Friday 7 November 2014

Lamb Potato & Caramelized Onion Pies with chilli, coriander & ginger

Every now & again you cook something and you just sit there open mouthed looking at the other person eating saying a few things that I cannot really repeat here. These Pies are one of those moments…..I said GOD DAM

Been pretty addicted to the whole pie making business ever since I bought my 6 large muffin baking tray. So far I have cooked Steak Mushroom & Onion pies, Chicken & Leek Pies, Chicken Curry Pies & also Potato & Roasted Vegetable Mini Quiches. This time out I wanted to cook something with lamb & Chilli as I had a friend over for dinner who liked all of the above so we were in for a treat.

The principle behind this pie is identical in method to the Steak/Mushroom pie but this time I used lamb pieces.

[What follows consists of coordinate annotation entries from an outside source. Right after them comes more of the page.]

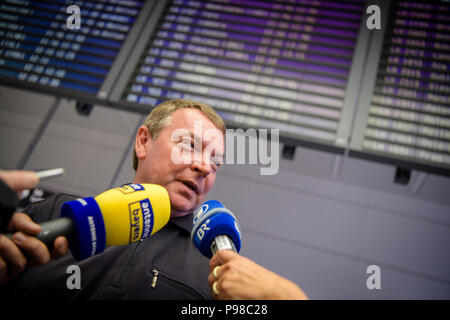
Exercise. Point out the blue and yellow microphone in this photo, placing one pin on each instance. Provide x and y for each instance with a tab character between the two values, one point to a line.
117	216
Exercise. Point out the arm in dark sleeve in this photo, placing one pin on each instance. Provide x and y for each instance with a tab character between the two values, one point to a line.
8	202
49	208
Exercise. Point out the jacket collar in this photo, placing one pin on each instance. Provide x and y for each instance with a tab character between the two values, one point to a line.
184	222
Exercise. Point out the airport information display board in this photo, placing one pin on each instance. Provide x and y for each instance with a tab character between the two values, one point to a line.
408	116
38	48
262	64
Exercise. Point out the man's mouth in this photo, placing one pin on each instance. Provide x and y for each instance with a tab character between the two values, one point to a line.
191	185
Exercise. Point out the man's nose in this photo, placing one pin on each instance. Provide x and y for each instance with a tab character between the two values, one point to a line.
203	168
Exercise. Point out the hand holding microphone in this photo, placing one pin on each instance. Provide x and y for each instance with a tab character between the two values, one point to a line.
117	216
12	260
231	275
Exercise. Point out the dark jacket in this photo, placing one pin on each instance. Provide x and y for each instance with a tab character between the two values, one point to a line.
163	266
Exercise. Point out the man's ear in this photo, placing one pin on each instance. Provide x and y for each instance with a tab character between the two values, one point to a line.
140	145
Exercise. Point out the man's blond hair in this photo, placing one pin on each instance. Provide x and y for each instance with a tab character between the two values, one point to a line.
160	118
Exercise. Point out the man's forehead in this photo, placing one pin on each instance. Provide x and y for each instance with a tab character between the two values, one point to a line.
197	124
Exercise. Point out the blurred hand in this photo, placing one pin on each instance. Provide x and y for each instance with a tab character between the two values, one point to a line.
24	250
239	278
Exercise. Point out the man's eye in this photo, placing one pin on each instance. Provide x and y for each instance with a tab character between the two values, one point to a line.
217	161
187	144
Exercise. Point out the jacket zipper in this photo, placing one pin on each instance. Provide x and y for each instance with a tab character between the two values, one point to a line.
156	273
155	278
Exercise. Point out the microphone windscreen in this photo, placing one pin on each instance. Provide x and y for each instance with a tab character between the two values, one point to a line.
212	219
115	217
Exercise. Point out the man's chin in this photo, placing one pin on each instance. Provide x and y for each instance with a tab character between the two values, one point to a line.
181	206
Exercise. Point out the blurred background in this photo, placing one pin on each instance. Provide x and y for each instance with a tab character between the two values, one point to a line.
364	122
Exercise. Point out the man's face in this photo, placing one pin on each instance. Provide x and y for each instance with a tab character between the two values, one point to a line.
187	182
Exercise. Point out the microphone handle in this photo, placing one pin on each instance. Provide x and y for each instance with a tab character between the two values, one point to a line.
222	242
51	230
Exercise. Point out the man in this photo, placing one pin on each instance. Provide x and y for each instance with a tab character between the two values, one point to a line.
164	266
171	151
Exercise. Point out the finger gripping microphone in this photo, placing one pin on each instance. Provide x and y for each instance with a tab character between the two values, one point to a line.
215	228
117	216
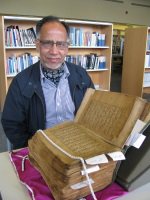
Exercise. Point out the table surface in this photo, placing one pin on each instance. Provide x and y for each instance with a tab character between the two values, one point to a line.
12	189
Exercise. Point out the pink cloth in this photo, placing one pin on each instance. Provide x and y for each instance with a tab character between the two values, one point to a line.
37	187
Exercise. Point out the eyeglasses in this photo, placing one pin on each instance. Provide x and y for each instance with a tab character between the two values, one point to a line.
48	44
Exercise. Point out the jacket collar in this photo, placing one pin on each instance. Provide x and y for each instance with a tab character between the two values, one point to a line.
32	84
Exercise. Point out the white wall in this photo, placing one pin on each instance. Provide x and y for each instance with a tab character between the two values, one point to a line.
100	10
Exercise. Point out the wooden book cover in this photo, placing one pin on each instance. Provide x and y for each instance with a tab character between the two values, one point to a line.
102	125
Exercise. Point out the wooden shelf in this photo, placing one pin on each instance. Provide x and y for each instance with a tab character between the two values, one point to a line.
134	69
100	77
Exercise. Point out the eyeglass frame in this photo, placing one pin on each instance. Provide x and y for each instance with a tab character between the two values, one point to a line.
48	44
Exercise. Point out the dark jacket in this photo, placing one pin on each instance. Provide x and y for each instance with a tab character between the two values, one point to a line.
24	110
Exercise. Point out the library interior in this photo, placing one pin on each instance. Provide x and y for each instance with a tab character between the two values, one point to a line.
110	39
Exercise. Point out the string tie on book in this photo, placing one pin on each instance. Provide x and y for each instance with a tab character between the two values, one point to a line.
75	158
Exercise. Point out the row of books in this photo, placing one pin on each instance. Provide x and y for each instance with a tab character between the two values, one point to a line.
80	37
146	82
16	64
19	37
89	61
147	60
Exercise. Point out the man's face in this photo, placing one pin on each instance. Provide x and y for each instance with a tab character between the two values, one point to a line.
52	55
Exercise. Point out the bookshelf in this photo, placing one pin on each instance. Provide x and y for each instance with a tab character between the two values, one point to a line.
99	74
136	62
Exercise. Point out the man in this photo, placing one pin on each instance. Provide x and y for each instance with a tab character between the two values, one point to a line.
49	91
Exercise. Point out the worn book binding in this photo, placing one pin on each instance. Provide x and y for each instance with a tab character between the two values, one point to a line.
102	125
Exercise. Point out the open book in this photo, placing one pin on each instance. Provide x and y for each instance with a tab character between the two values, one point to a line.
102	125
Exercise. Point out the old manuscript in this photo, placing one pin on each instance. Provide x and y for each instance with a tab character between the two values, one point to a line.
102	125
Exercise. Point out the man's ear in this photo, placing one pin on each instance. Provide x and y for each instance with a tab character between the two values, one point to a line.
37	44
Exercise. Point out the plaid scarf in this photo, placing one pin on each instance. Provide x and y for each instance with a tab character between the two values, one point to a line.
53	75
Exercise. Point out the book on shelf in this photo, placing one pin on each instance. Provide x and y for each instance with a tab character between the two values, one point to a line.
19	37
98	134
80	37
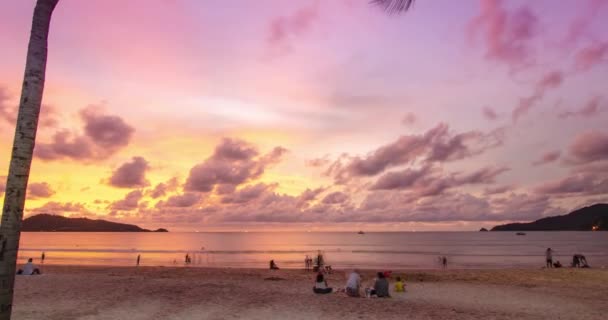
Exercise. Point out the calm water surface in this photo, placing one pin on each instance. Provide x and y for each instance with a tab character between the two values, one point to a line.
341	250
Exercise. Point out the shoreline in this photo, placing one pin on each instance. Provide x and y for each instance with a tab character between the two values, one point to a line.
88	292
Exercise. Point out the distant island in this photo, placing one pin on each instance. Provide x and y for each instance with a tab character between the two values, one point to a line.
48	222
591	218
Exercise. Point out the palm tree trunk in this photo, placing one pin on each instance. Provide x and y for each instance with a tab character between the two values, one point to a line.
23	149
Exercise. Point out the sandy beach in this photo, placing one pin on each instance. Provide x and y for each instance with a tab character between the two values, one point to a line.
198	293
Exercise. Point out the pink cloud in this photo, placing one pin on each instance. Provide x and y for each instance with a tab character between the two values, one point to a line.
248	193
39	190
496	190
131	174
436	145
580	25
401	179
550	80
283	28
110	132
580	184
130	201
185	200
547	157
409	119
507	35
489	113
103	136
591	108
592	55
233	162
335	198
62	208
161	189
590	146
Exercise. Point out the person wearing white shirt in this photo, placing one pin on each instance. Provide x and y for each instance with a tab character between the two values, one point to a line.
353	284
29	269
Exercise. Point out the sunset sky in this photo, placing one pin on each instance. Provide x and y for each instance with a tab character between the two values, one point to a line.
314	115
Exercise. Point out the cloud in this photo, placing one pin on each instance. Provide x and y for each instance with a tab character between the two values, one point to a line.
103	136
284	28
161	189
233	162
580	25
62	208
436	145
109	132
429	182
489	113
400	179
409	119
579	184
550	80
38	190
590	56
131	174
318	162
335	198
185	200
507	36
547	157
248	193
591	108
590	146
496	190
130	201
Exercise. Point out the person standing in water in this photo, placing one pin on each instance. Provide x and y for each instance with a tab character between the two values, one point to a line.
549	257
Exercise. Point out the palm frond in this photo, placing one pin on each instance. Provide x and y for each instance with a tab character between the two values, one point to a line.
393	6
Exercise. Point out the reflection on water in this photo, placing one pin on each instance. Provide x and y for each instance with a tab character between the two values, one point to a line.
341	250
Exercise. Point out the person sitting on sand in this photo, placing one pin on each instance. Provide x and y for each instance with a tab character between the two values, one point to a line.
399	285
549	257
29	269
353	284
321	286
579	261
273	266
380	289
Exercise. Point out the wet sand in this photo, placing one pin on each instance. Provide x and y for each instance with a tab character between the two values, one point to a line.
200	293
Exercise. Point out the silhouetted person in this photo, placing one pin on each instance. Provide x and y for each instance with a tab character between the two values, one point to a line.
579	261
321	285
273	266
549	258
29	268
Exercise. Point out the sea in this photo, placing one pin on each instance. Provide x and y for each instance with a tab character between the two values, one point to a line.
372	250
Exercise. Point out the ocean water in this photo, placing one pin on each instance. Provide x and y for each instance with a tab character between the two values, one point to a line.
395	250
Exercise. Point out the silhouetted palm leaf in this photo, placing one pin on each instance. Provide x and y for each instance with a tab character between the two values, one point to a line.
393	6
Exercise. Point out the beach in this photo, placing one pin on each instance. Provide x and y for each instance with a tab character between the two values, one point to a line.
90	292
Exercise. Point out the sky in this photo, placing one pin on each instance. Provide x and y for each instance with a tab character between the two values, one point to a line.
314	115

I caramelized the onion in brown sugar and I also added 3 green devil eye chillis to give the sauce a real punch. Also in the sauce added some grated fresh ginger root & fresh coriander which really compliments all the flavours going on.

The one thing I noticed straight away from when I cooked the steak pie was that the lamb was unbelievably tender, a lot more than the steak. Anyhow enough of this chat, lets get down to business. 

The below is a recipe for 12 pies as I have now started to freeze half of my pie mixture so that I can easily make another batch of pies at another time (namely Poker night this Friday night) 

Makes 12 Pies 

1Kg Lamb Pieces
3 Onions (selection of white, sweet & shallots)
6 Potatoes
4 cloves of garlic
3cm cube of fresh ginger root
3 devil eye chillis
500ml Beef Stock
4 Tbsp White Flour
1 Tin Tomatoes
1 Large Tomato
2 Glasses Red Wine
2 Tbsp Brown Sugar
Handful of fresh Coriander leaves
Tsp Sea-Salt & Black pepper
1 Packet frozen shortcrust pastry
1 egg
Sunflower Oil

Cooking utensils

Chopping board
Sharp knife
Potato peeler
Thick bottomed saucepan
Non-stick frying pan
Vegetable steamer for potatoes
1 baking tray for meat pies
Egg brush
Grater for ginger

- Trim fat off lamb and cut into even cubes
- Season 2 Tbsp white flour with salt & pepper and toss lamb pieces completely in flour
- Finely chop chilli, ginger, garlic & coriander
- Coursely chop onions into even sized pieces
- Peel potato and cut into the same size pieces
- Remove the inside of the tomato and chop the skin finely



- Brown your lamb in a frying pan at a medium to high heat
- When lamb is browned turn heat down to medium and pour in your glass of red wine and cook until the wine has absorbed into the lamb (aprox 10-15 minutes)

- Meanwhile on a medium heat, sauté your onion in some sunflower oil. (if you have the time cook your onions for a long time on a low heat so that it will also caramelize naturally)
- After 5-7 minutes add your garlic & chilli, ginger and cook for a further 5 minutes.

- Add your 2 Tbsp of brown sugar and cook in the onions for 2-3 minutes
- Now add 2 Tbsp of white flour to the caramelized onion mixture and stir completely.
- Now add your beef stock, rest of red wine, fresh tomatoes & tin of tomatoes and stir well.

- Now add your sealed lamb with a pinch of salt and turn down to a low simmering heat and cook gently for 60 minutes. (Stir occasionally to prevent mixture sticking to bottom of pan)
- Partly cook your potatoes (you want to have them half cooked)

- After 60 minutes you can now add your potatoes, coriander & also grate in your fresh ginger and cook for on a further hour. When its ready let the mixture cool completely.
- Pre-heat oven to 200C

- Prepare your pie dishes by glazing first with butter. Then place one sheet of pastry in each pie casing.
 - Spoon in your cooled meat sauce. Place a similar circle of pastry on top and seal the edges completely with your fingertips

- Brush pastry tops with egg and prick to allow the hot air escape.
- Bake in your pre-heated oven (200C) for about 30 minutes or until golden brown


1 comment:

  1. Thanks a million for this great receipe once again!